1099. Jerusalem taken by the crusaders.
1420. Battle of Prague; 4000 Hussites under their celebrated leader Zisca, repelled the Bohemian army of 30,000 under the emperor Sigismund.
1514. Christopher Bainbridge, an English archbishop, poisoned at Rome. He was the envoy of Henry VIII to the pope, where he distinguished himself.
1584. Balthazar Gerard, the assassin of William prince of Orange, whom he shot through the breast with a pistol as he was going out of his palace at Delft, was executed in the same manner as [Damiens] (q. v.) and died, in his own conceit, a martyr of the church of Rome.
1675. Mendon, Mass., attacked by the Nipmuck Indians, and several persons killed. Mather says: "blood was never shed in Massachusetts, in the way of hostility, before this day."
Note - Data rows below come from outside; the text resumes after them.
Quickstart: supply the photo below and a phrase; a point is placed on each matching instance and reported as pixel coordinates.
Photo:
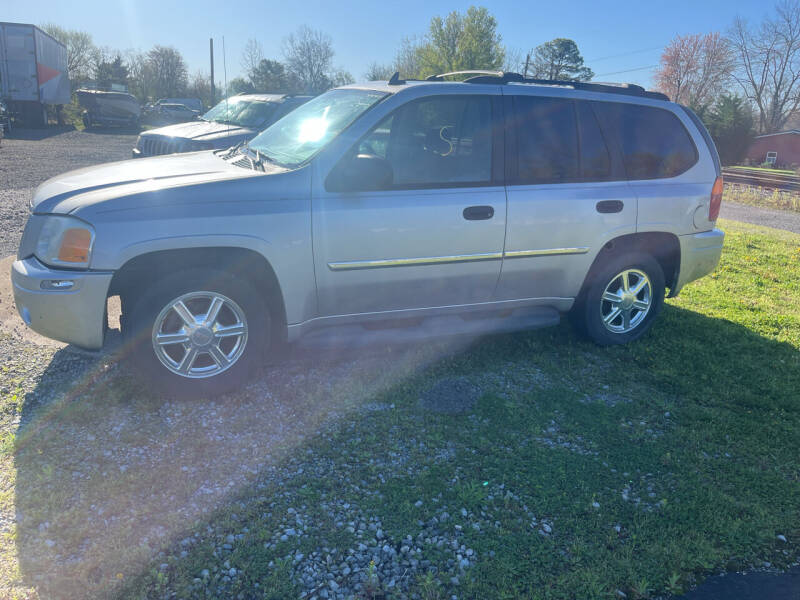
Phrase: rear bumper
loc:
(76, 315)
(700, 254)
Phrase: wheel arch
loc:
(244, 263)
(664, 247)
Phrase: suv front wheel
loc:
(622, 298)
(200, 335)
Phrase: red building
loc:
(782, 149)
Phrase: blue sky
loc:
(613, 35)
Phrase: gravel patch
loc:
(26, 161)
(450, 396)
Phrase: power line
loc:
(627, 71)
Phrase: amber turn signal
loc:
(75, 245)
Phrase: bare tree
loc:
(695, 69)
(407, 59)
(139, 80)
(80, 50)
(252, 55)
(308, 54)
(768, 64)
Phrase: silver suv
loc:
(387, 211)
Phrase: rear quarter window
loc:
(653, 141)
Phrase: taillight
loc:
(716, 200)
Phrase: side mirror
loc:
(361, 173)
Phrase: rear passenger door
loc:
(567, 195)
(433, 235)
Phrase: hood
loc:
(67, 192)
(203, 131)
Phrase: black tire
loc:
(139, 334)
(591, 308)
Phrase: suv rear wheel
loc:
(200, 335)
(621, 300)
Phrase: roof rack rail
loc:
(442, 75)
(501, 77)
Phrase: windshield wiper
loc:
(256, 157)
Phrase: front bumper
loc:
(73, 314)
(700, 254)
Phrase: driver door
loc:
(432, 234)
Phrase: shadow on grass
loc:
(112, 484)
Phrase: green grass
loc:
(699, 421)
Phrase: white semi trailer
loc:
(33, 71)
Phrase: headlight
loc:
(65, 242)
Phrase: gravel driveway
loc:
(107, 477)
(30, 158)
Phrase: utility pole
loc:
(211, 51)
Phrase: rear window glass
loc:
(654, 142)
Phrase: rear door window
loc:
(547, 140)
(653, 141)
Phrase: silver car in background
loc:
(234, 120)
(381, 212)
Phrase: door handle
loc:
(609, 206)
(478, 213)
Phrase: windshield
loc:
(305, 131)
(242, 112)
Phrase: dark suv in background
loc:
(236, 119)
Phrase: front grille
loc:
(155, 145)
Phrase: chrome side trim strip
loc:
(403, 262)
(438, 260)
(544, 252)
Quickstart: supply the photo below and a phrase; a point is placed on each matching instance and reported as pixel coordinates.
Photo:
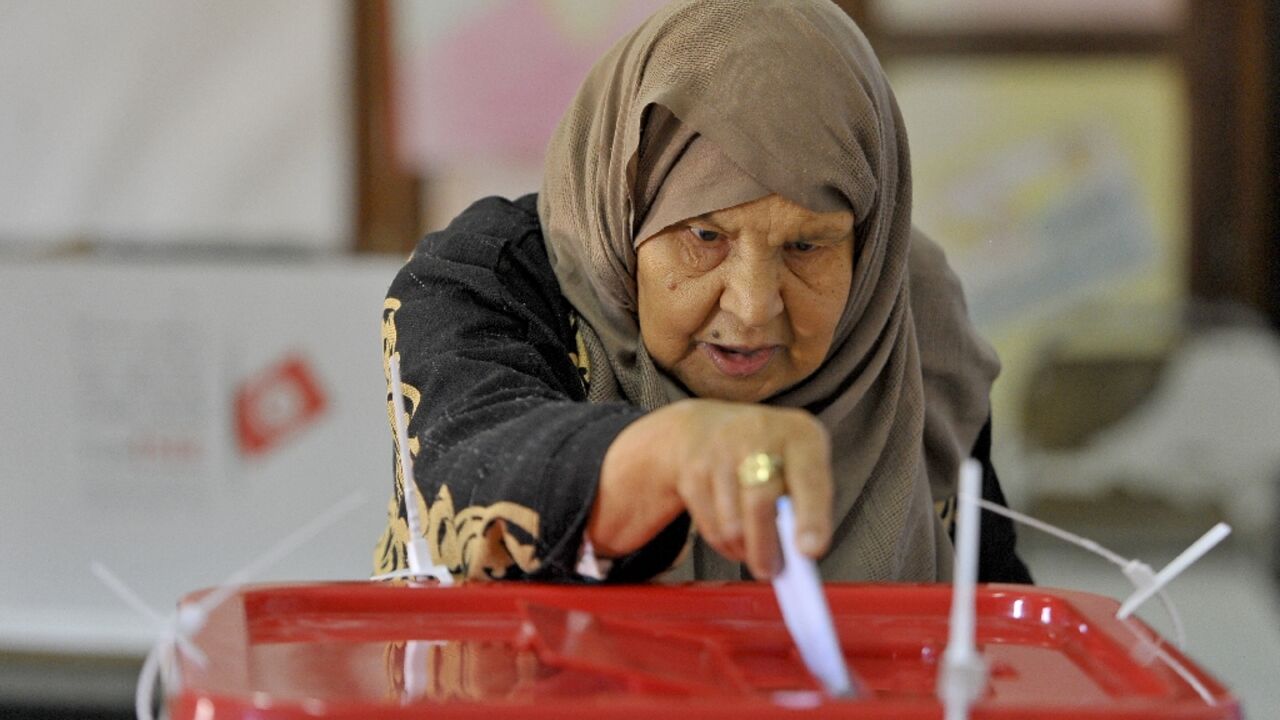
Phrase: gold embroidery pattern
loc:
(580, 358)
(480, 542)
(946, 510)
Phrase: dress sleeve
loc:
(506, 449)
(997, 559)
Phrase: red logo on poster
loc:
(277, 404)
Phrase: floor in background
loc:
(1229, 602)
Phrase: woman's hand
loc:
(686, 456)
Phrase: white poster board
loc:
(173, 422)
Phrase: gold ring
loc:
(758, 469)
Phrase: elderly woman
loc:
(716, 299)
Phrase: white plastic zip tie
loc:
(177, 628)
(1184, 560)
(1136, 570)
(420, 564)
(964, 671)
(1157, 651)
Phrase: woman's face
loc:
(741, 304)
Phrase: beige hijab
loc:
(789, 94)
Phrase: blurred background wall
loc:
(201, 205)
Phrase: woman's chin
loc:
(718, 386)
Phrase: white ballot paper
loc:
(804, 609)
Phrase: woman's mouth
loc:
(739, 361)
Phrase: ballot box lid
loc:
(661, 652)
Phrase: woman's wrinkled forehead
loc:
(684, 174)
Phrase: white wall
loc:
(174, 123)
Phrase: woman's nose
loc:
(753, 291)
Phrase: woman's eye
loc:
(705, 235)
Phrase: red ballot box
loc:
(658, 652)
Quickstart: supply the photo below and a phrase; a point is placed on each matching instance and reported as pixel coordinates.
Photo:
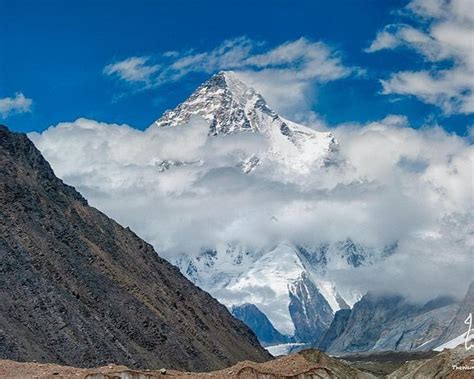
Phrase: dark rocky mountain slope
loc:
(256, 320)
(77, 288)
(389, 323)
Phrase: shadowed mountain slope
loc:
(77, 288)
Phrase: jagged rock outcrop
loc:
(336, 328)
(388, 323)
(309, 310)
(77, 288)
(457, 326)
(256, 320)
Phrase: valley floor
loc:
(306, 364)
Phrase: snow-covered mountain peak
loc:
(225, 101)
(231, 106)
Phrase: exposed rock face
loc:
(260, 324)
(76, 288)
(457, 363)
(457, 325)
(335, 330)
(388, 323)
(304, 365)
(309, 310)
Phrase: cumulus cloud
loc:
(133, 69)
(17, 104)
(443, 34)
(184, 191)
(283, 74)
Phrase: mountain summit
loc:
(231, 106)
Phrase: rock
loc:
(77, 288)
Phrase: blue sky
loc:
(54, 53)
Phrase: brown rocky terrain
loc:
(78, 289)
(307, 364)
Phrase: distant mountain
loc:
(76, 288)
(389, 323)
(231, 107)
(458, 326)
(259, 323)
(287, 282)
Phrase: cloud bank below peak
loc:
(400, 184)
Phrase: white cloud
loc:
(284, 74)
(447, 39)
(17, 104)
(134, 69)
(400, 184)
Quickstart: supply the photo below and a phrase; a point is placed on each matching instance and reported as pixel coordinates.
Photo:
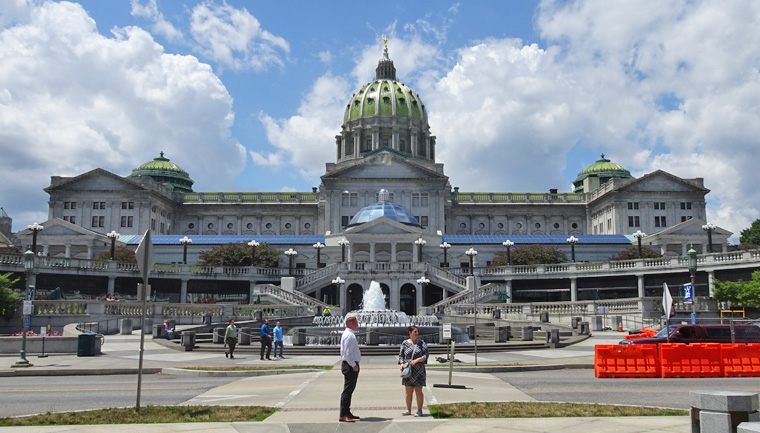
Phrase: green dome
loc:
(604, 169)
(385, 97)
(165, 172)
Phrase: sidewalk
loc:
(308, 400)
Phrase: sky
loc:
(249, 95)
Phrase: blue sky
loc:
(248, 96)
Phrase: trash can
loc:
(188, 340)
(86, 344)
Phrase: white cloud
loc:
(234, 38)
(160, 24)
(302, 141)
(72, 100)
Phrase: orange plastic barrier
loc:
(693, 360)
(614, 360)
(741, 360)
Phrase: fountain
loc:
(390, 326)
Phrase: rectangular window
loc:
(420, 199)
(349, 199)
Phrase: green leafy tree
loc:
(531, 255)
(240, 255)
(9, 299)
(120, 254)
(740, 293)
(750, 237)
(633, 253)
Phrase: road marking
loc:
(298, 390)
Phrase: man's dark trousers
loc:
(349, 384)
(266, 342)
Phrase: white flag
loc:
(667, 300)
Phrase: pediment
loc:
(96, 180)
(383, 226)
(661, 181)
(384, 165)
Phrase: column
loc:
(573, 289)
(419, 298)
(183, 291)
(111, 284)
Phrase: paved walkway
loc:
(308, 400)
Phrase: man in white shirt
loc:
(349, 366)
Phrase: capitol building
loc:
(384, 209)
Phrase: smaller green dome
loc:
(165, 172)
(604, 169)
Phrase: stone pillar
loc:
(573, 289)
(183, 291)
(111, 284)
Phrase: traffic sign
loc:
(687, 293)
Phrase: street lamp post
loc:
(29, 270)
(318, 246)
(343, 244)
(253, 244)
(185, 241)
(639, 235)
(35, 228)
(113, 236)
(420, 243)
(445, 247)
(693, 273)
(471, 253)
(572, 240)
(509, 245)
(291, 253)
(709, 227)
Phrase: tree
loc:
(531, 255)
(633, 253)
(739, 293)
(9, 299)
(120, 254)
(240, 255)
(750, 237)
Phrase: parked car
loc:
(701, 334)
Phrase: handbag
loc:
(406, 372)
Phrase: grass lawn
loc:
(147, 415)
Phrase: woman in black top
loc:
(414, 351)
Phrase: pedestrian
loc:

1678. The expedition under M. de la Salle set out from Rochelle, consisting of thirty men, among whom were pilots, smiths, carpenters, and other useful artists.
1683. Mustapha, the grand vizier, sat down before Vienna with an army of 150,000 Turks, and opened the trenches.
1694. Bombardment and destruction of Dieppe, in France, by the English.
1699. William Bates, an English non-conformist divine, died. He was chaplain to Charles II, a man of great learning, and the intimate friend of the first men of the kingdom.
1711. The prince of Nassau, stadtholder of Friesland, was drowned in his coach while ferrying over the Hollandsdiep, near Moerdyk.